A contemporary modern dance work for 16 dancers

Duration: 7:17 minutes

Choreography: Christina Catanese

Music: “Antrozous” by Andrew Bird

Premiered in April 2016 at the Iron Gate Theater at the University of Pennsylvania, Philadelphia, PA, with student dancers from the Penn Dance Company

More or Less An Island was an exploration of imagination and place. It was the opening piece of an evening-length performance event, Neverland, that explored themes from the story of Peter Pan through modern dance. More or Less an Island responded to descriptions of the island of Neverland in the original novel Peter Pan by J.M. Barrie, which suggest the idea of Neverland as both location and state of mind, and that the island might possess its own consciousness. This largely abstract dance work responds to these ideas, celebrating the place itself along with its place in imagination. The large cast conveys the vibrance, diversity, and lushness of Neverland.

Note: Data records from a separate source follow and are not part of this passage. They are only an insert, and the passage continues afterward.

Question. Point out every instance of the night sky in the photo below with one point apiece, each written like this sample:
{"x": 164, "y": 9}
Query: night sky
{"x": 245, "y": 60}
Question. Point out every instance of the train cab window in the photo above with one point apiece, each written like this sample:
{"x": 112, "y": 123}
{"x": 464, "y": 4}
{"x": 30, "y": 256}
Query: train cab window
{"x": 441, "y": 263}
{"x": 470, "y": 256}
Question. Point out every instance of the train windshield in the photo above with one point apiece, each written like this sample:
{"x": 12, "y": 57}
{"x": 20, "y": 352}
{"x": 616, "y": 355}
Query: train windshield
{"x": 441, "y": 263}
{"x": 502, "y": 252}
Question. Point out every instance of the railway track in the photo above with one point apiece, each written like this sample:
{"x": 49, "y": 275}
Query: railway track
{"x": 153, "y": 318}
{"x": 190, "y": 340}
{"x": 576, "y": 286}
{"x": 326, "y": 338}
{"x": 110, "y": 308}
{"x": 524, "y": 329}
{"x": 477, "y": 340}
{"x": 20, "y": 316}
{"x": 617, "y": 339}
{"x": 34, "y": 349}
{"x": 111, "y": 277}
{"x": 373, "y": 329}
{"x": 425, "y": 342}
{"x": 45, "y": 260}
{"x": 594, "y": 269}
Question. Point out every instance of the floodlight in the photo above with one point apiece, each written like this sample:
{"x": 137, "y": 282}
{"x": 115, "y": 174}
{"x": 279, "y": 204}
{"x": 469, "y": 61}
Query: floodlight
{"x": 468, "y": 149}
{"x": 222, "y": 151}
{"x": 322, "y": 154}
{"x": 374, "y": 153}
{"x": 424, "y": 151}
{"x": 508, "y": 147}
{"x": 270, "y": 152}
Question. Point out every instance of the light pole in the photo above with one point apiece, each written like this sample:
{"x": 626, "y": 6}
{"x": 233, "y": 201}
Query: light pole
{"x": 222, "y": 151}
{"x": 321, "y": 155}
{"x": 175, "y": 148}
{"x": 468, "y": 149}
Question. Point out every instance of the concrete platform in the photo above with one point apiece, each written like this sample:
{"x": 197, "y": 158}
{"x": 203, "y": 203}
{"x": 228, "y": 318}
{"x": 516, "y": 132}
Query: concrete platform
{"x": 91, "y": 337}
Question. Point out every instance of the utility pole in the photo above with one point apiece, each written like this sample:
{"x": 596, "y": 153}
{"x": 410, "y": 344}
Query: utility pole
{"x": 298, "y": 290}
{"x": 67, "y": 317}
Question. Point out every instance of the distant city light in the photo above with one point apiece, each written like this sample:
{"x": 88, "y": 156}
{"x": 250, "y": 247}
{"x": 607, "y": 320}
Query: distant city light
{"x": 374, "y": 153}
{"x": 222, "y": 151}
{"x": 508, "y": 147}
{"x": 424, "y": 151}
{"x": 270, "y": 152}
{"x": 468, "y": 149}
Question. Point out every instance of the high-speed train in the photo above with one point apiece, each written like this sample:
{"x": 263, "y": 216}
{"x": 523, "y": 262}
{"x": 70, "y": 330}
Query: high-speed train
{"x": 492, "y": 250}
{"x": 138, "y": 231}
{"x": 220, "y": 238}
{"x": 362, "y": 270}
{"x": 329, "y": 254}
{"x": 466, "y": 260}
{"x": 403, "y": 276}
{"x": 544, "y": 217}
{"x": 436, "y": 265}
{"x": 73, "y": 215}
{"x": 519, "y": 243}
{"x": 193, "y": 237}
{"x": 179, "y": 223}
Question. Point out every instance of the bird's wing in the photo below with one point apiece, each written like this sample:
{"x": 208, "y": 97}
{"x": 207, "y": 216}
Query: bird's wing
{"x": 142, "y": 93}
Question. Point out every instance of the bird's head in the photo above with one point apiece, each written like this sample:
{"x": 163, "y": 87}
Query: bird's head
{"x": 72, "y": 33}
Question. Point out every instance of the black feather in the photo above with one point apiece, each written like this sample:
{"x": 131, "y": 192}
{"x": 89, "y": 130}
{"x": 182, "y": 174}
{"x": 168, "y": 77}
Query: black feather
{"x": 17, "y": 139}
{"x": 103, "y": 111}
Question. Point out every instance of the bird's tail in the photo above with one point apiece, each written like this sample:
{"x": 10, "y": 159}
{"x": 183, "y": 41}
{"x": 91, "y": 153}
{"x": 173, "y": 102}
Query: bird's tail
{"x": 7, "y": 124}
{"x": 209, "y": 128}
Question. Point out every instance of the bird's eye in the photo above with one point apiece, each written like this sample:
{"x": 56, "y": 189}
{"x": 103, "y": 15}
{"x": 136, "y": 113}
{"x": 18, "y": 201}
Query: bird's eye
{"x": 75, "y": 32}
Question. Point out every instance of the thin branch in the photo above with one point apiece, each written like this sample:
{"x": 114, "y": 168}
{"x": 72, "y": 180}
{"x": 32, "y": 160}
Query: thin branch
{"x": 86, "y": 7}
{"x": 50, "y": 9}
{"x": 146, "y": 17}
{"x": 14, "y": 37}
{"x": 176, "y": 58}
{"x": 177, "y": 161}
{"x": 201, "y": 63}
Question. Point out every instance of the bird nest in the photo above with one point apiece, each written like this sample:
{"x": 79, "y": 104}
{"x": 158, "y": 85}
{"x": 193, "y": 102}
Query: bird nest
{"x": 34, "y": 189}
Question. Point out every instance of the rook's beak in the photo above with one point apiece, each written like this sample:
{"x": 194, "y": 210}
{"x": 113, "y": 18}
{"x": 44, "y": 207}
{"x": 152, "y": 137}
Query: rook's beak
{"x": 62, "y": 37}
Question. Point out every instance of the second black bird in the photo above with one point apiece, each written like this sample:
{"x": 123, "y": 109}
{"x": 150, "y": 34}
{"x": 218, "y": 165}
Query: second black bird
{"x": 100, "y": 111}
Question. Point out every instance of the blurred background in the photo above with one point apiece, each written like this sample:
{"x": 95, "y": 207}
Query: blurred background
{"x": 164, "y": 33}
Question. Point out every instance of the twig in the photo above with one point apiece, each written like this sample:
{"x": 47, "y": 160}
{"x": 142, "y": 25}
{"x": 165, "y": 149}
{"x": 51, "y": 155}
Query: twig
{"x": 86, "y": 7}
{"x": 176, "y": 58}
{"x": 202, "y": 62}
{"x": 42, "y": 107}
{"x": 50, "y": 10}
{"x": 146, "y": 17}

“I don't know whether you have ever seen a map of a person's mind. Doctors sometimes draw maps of other parts of you, and your own map can become intensely interesting, but catch them trying to draw a map of a child's mind, which is not only confused, but keeps going round all the time. There are zigzag lines on it, just like your temperature on a card, and these are probably roads in the island, for the Neverland is always more or less an island, with astonishing splashes of colour here and there, and coral reefs and rakish-looking craft in the offing, and savages and lonely lairs, and gnomes who are mostly tailors, and caves through which a river runs, and princes with six elder brothers, and a hut fast going to decay, and one very small old lady with a hooked nose. It would be an easy map if that were all, but there is also first day at school, religion, fathers, the round pond, needle-work, murders, hangings, verbs that take the dative, chocolate pudding day, getting into braces, say ninety-nine, three-pence for pulling out your tooth yourself, and so on, and either these are part of the island or they are another map showing through, and it is all rather confusing, especially as nothing will stand still.

 

Of course the Neverlands vary a good deal. John’s, for instance, had a lagoon with flamingoes flying over it at which John was shooting, while Michael, who was very small, had a flamingo with lagoons flying over it. John lived in a boat turned upside down on the sands, Michael in a wigwam, Wendy in a house of leaves deftly sewn together. John had no friends, Michael had friends at night, Wendy had a pet wolf forsaken by its parents, but on the whole the Neverlands have a family resemblance, and if they stood still in a row you could say of them that they have each other’s nose, and so forth. On these magic shores children at play are for ever beaching their coracles [simple boat]. We too have been there; we can still hear the sound of the surf, though we shall land no more.”